Step #5: New birth certificates
Once the adoption is finalized, you can apply for amended birth certificates that list the new mother or father. The old birth certificates will be sealed. If you’re working with us your attorney, we do this for you.
Must we tell the child’s grandparents about the stepparent adoption?
Usually no, but sometimes circumstances do require notifying the grandparent. Generally, the grandparents are notified only if the child has lived with a grandparent for at least six months within the last two years before the filing of the stepparent adoption.
Can someone later challenge the adoption?
Generally not after one year (there are a few exceptions).
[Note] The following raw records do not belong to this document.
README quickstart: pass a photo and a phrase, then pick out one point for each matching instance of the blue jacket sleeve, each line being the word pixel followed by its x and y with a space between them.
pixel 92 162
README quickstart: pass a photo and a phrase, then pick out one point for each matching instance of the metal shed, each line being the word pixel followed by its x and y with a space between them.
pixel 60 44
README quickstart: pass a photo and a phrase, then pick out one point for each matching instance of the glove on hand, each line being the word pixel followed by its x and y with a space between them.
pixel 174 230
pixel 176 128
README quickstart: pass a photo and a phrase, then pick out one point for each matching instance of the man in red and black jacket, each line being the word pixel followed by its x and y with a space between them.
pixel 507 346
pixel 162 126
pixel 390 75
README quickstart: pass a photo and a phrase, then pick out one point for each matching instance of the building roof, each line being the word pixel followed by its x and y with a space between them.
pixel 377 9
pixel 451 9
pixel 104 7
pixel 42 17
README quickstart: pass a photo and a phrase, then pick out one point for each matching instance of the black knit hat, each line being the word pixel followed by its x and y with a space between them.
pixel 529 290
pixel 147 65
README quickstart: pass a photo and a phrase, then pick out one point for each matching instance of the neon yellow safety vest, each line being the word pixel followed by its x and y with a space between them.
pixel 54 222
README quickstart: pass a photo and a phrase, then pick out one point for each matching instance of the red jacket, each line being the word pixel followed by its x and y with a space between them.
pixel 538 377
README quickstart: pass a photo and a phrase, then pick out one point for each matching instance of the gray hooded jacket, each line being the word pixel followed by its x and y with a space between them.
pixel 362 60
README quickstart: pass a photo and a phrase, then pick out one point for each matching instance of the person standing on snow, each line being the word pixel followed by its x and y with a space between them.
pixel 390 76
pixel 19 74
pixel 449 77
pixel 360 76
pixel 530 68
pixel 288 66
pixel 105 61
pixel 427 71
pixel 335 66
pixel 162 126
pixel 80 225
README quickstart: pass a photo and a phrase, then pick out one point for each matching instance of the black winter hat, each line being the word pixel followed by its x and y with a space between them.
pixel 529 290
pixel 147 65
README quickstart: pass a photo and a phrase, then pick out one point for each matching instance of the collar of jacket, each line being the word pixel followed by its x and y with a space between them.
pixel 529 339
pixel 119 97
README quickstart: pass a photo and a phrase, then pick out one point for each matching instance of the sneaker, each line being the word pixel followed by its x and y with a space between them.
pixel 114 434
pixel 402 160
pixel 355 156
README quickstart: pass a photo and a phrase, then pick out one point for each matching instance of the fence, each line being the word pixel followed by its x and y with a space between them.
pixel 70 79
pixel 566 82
The relevant section is 63.142 of the Florida Statutes:
“At the conclusion of the hearing, after the court determines that the date for a parent to file an appeal of a valid judgment terminating that parent’s parental rights has passed and no appeal, pursuant to the Florida Rules of Appellate Procedure, is pending and that the adoption is in the best interest of the person to be adopted, a judgment of adoption shall be entered. A judgment terminating parental rights pending adoption is voidable and any later judgment of adoption of that minor is voidable if, upon a parent’s motion for relief from judgment, the court finds that the adoption substantially fails to meet the requirements of this chapter. The motion must be filed within a reasonable time, but not later than 1 year after the date the judgment terminating parental rights was entered.”